It's impossible to literally hate oneself, as the hate must be right, and if the hate comes from the self, then the self is right, and undeserving of hate. It's a contradiction, so the hate is aimed at an image of self... the way racists hate something they've created in their mind.

It's impossible for one to believe oneself to be wrong. You cannot believe what you think is wrong. You can only believe the truth is beyond your grasp, and so you are always either right or undecided.

When people categorize too much of reality as "unknowable" they are simply committing themselves to never deciding.

I realize now the main difference between the ethics of Objectivism and most other philosophies: Objectivism holds that man deserves to live (on his own means, of course).

People don't hate the John Galts of the world because they love their lives, but because they love themselves. They don't hate them because they love life, but because they think they deserve to live.
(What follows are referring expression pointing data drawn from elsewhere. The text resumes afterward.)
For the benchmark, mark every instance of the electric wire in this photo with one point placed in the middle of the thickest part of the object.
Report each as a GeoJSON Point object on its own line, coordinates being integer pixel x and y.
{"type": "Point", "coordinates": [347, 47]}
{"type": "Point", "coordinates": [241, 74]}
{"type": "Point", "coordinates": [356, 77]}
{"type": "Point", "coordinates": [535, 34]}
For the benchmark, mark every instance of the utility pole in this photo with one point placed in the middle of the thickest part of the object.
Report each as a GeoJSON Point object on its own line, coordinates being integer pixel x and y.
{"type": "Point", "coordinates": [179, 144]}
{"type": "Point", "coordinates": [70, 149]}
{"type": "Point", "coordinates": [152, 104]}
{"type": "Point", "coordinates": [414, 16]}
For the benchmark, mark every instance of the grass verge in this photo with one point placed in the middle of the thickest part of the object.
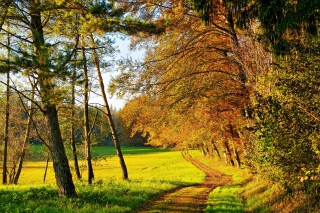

We cannot earn our birth, and so the question arises whether we are worthy of life what-so-ever... I believe Ayn Rand's message that earning a living is enough to earn one's life. Nature provides the challenges and rewards for us, whether they seem fair or not. So everyone deserves the right to make their own living.

Parasites love their lives, but they've been convinced they don't deserve them. This, I believe, comes from dependency. When we can see how we earn our living, we gain the sense that we deserve to live. When we don't quite know how we are able to survive, we are forced to either take life for granted, or take it as undeserved.

They can't believe that life can be deserved... And so they give themselves what they think they deserve, and they try to force others to accept the same... because in their minds, it's right. They believe in a zero sum reality, where nothing can be good, because it always brings an equal amount of bad.

It's just a misunderstanding.

What we deserve is the chance to earn our lives.